Cosying up with a book in bed is one of lifes simple pleasures <3

I want to be honest with you about what this has changed - because I don’t want this blog to be the kind of place where everything is polished and perfect and “look how well I have it together” kind of thing. I really, really don’t have it all together. Right now, I’m at a bit of a crossroads - in my career, in what I want my life to look like - and some mornings the pages are full of that uncertainty - that loud, neverending, swirling, restless feeling of not knowing what comes next and not having any of the answers. Just sitting in that stillness, sitting in those thoughts, and just giving myself the time and space to process and work through them, one by one.

But here’s what my morning routine has given me that I didn’t have before: a place to put it all down. Thoughts that used to live rent-free in my head - catastrophising, circling, keeping me up and awake and trapped in my head - now have somewhere to go. Somewhere to live.

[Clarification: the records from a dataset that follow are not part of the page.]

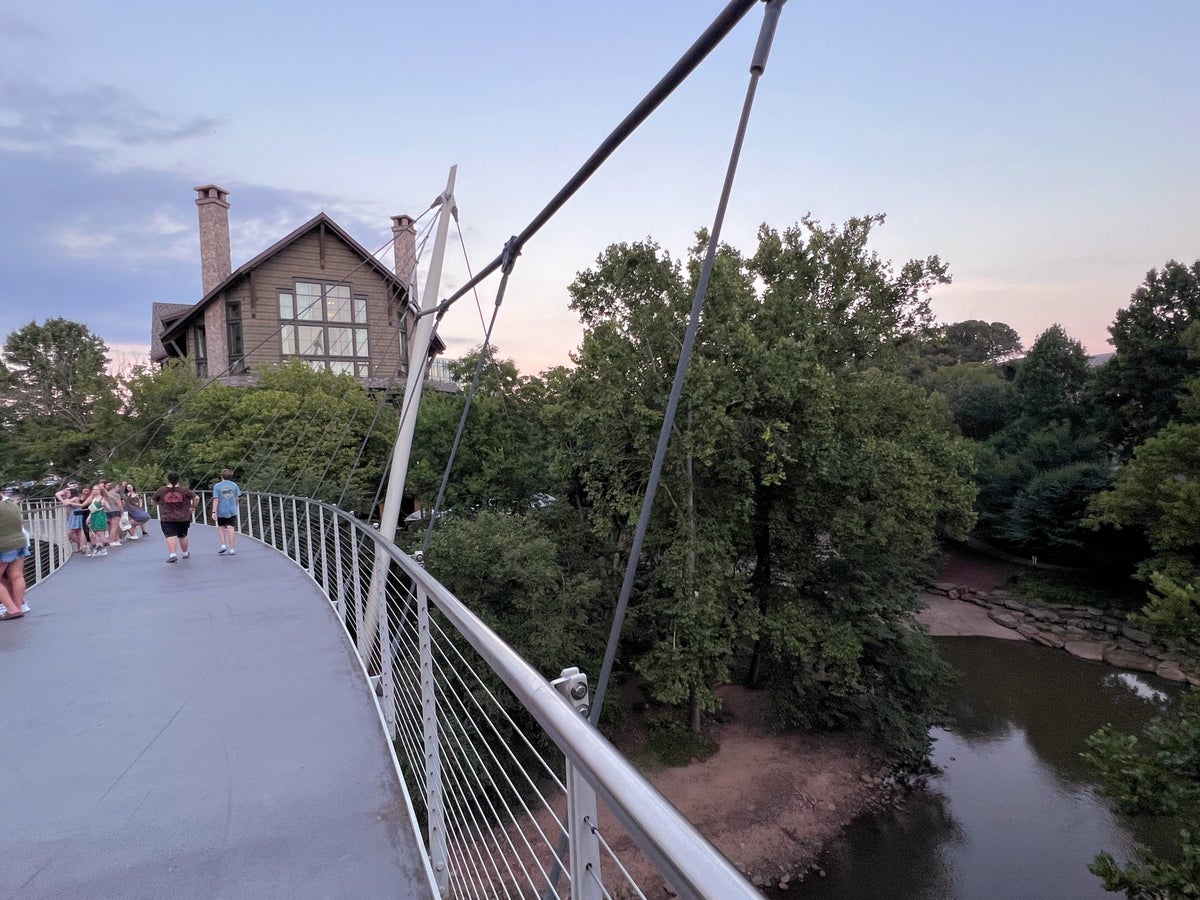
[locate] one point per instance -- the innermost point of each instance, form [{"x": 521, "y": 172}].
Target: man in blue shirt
[{"x": 226, "y": 495}]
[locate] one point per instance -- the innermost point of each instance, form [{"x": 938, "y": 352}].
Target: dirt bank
[
  {"x": 772, "y": 802},
  {"x": 768, "y": 802}
]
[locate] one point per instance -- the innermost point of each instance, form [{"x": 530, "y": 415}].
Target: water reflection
[{"x": 1014, "y": 813}]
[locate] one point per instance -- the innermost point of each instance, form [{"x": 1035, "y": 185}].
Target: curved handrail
[{"x": 684, "y": 857}]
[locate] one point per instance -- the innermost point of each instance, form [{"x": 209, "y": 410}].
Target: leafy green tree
[
  {"x": 1051, "y": 381},
  {"x": 1140, "y": 385},
  {"x": 1037, "y": 474},
  {"x": 1157, "y": 495},
  {"x": 58, "y": 397},
  {"x": 801, "y": 453},
  {"x": 1155, "y": 778},
  {"x": 295, "y": 431},
  {"x": 634, "y": 305},
  {"x": 977, "y": 341},
  {"x": 501, "y": 459},
  {"x": 527, "y": 585},
  {"x": 981, "y": 401}
]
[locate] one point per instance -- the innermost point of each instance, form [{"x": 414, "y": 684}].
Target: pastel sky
[{"x": 1047, "y": 151}]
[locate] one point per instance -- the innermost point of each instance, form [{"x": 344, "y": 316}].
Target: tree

They’re in the journal, not in my mind. And that shift, as simple as it sounds, has changed how I move through the world.

People at work often tell me I’m calm in chaos. I go inward under pressure, hyper-focused mode is switched on, and I tune out the noise. I genuinely believe that capacity came from here - from years of starting each day by choosing, intentionally, how I want to feel. Before anyone, or anything else, gets a say.

 

So - why a blog? And why now?

I’ve always been fascinated by how other people begin their days. Not in a nosy way - in a genuinely curious, tell-me-everything kinda way. Especially creatives. Writers, artists, filmmamkers, musicians, painters. The people who show up to make things, to create, day after day, without anyone telling them to. How do they do it? What rituals help them find their way in? What does the first hour look like for someone whose life is built around creating and nurturing their craft?

I’ve had so many conversations with people - friends, clients, people in my community - where they say my morning sounds lovely, and I can hear the longing in it. Not necessarily to wake up at 5:30am (that part is genuinely optional), but to have something that’s theirs. A quiet corner of the day that belongs to them before the rest of it takes over.

This blog is my attempt to explore that - through my own experience, and through conversations with people who inspire me. Over the coming months, I’ll be interviewing creatives and people in my community about their daily morning routines: how they started, what they’ve changed, what they protect. And I want to share those conversations here, as a place for all of us to feel a little more inspired and a little less alone in trying to carve out intentional time for ourselves. A morning routine is not a productivity hack - it’s an act of self-authorship. A small, daily declaration that your inner life matters before the world makes its demands.

It won’t be perfect. It’ll be honest. And I hope it feels a little like meeting a friend for coffee and talking about the things that actually matter :)

Thank you for being here at the beginning. It means more than you know.